Au loin, les cargos... (part 1)

jones

Bizarrement, quand j’ai garé ma vieille 205 sur le parking du centre commercial, j’ai repensé au collège. J’ai repensé à Momo et à son vieux manteau qu’il mettait tous les jours qu’il pleuve, qu’il neige ou quand bien même le soleil défonçait le goudron de la cour. Je n’ai jamais compris pourquoi il aimait tant sa vieille veste kaki dégueulasse, délavée par le temps et les lavages répétés.
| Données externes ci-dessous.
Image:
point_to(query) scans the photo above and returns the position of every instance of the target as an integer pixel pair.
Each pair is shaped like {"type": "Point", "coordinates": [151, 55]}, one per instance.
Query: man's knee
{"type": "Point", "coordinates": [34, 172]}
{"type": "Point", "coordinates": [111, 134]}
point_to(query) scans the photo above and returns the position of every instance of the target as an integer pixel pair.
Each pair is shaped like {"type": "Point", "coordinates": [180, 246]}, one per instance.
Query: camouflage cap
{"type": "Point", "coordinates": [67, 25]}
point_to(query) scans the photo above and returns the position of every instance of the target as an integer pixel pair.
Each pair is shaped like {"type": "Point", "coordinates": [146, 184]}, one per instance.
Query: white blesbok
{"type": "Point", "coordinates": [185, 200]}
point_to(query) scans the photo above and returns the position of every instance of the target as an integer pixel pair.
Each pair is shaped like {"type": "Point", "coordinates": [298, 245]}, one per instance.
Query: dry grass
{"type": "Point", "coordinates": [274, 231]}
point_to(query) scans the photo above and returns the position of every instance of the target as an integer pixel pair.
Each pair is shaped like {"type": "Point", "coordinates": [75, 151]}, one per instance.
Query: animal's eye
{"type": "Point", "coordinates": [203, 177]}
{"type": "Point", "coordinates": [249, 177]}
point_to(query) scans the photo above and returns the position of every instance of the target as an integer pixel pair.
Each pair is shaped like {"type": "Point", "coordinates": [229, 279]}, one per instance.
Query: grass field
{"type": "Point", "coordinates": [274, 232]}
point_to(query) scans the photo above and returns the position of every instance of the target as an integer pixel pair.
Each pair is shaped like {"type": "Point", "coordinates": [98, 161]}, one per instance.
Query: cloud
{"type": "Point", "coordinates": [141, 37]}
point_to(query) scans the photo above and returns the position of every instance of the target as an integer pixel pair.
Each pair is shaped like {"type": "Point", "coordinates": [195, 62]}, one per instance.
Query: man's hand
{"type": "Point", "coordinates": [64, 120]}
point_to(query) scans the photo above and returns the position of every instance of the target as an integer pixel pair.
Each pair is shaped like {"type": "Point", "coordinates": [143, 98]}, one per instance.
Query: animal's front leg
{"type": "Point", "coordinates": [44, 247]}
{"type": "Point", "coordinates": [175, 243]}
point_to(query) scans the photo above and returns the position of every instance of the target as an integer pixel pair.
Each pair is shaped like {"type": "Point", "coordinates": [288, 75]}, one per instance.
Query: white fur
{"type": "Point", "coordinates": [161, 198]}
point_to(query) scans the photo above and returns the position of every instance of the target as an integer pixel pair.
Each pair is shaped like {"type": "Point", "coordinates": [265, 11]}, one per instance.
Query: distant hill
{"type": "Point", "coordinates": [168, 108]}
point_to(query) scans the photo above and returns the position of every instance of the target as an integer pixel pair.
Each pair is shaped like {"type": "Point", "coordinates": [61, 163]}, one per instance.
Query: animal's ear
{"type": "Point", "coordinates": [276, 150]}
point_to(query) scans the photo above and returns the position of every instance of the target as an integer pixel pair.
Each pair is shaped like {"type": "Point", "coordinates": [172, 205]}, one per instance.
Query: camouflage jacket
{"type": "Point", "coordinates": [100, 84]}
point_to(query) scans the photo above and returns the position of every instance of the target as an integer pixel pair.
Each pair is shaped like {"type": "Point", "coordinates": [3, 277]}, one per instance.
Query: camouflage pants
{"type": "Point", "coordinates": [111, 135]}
Comme un poireau, sa couleur se dégradait sur différents tons de vert. Pourtant Momo ne s’en séparait jamais. Il aimait son manteau comme une seconde peau. Même pendant les cours, les profs avaient un mal de chien à lui faire quitter. C’était comme s’il cachait un trésor ou une honte dessous. Et quand il consentait à retirer son armure, il s’affalait sur son bureau pendant le reste de l’heure. La tête enfouie dans ses avants bras, on ne l’entendait plus. Une pile déchargée c’était Momo, sans son manteau. Pas un son ne sortait de sa bouche, c’est à peine si on pouvait s’assurer qu’il était encore en vie en voyant son dos, ses côtes se soulever et s’abaisser dans une respiration silencieuse. 
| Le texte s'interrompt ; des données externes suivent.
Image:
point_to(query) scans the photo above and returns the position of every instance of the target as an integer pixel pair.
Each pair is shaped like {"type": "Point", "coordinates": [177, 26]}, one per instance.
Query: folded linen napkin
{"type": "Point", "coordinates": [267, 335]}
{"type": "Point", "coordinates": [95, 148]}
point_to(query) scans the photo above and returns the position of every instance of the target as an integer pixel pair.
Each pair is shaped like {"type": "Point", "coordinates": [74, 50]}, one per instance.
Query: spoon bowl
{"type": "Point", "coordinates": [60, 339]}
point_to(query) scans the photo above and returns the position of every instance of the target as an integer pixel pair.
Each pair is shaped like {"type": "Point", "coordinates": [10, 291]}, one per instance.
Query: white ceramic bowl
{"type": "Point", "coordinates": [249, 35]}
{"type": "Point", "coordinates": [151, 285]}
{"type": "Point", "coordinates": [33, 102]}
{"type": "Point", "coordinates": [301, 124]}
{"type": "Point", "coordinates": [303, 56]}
Momo c’était tout qu’il y avait de plus normal comme garçon, dans la moyenne, ni trop grand, ni trop petit et pas de trésor, pas de honte, pas de bosse dans son dos ou de difformité cachée sous son manteau.
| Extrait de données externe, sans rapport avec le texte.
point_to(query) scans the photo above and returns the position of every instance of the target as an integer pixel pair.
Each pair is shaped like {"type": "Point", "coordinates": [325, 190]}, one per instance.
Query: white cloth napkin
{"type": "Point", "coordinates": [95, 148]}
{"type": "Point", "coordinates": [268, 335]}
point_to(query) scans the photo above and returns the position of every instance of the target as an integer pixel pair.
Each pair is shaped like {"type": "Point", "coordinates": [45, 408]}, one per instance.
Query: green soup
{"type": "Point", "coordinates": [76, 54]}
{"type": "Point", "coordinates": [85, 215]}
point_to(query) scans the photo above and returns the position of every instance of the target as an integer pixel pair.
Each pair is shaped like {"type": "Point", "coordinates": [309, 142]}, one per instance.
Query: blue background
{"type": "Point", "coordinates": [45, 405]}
Pour l’école, c’était pas le plus doué sauf en poésie. C’est marrant ça, mais dès qu’il s’agissait de monter sur l’estrade et de réciter des vers, Momo, il était champion. Au début, on le chauffait un peu, à cause de son manteau, mais dès qu’il ouvrait la bouche, tout le monde se taisait. Il nous emmenait voir les paysages, les bateaux et les ciels des poèmes. Quand il lisait Prévert, il était l’oiseau dans la cage, le petit train autour de la terre. Il pouvait réciter sans une hésitation, sans une erreur des poèmes entiers de Baudelaire, Rimbaud, Verlaine ou René Char son préféré. Les profs n’arrêtaient pas de lui dire que s’il voulait se donner la peine dans les autres matières, il aurait aussi de bons résultats mais Momo, il s’en foutait des autres matières, tout ce qu’il voulait c’était entendre les mots des poètes claquer sur sa langue ou glisser hors de sa bouche.

Vers la fin du collège, en 3ème, Momo, on a commencé à moins le voir en classe. Il traînait plutôt au pied de sa tour à fumer des joints longs comme son bras et à enquiller les cannettes de 8/6. Dans la cité, certains disaient qu’ils l’avaient vu se shooter mais ce que je sais, c’est que quand je le croisais quelquefois en bas de chez lui, on parlait un peu. Il me disait qu’il avait découvert des poètes arabes anciens et qu’il écrivait quelques trucs puis sa bouche venait se coller contre le métal froid de la cannette et il basculait la tête en arrière comme pour envoyer la bière au plus profond de son cerveau. Au bout d’un moment, il ne parlait plus et je le laissais là avec sa misère au fond des yeux.

Le parking du centre commercial se dresse sur un plateau qui domine la mer. Au loin, on voit les cargos attendre leur tour pour entrer dans le port. Le vent souffle dans tous les sens et le ciel étend un tissu de lourd coton gris perle au-dessus des collines. Elles font comme une peau toute craquelée, des milliers de nervures coulant vers la mer. J’ai allumé une clope et j’ai baissé la vitre. Le vent s’est engouffré dans l’habitacle, a passé sa main glacée dans mes cheveux, sur mon visage avant de ressortir puis de revenir de plus belle. J’ai tiré longuement sur ma clope et puis c’est le lycée qui s’est invité dans mes souvenirs. Le lycée et Naïma…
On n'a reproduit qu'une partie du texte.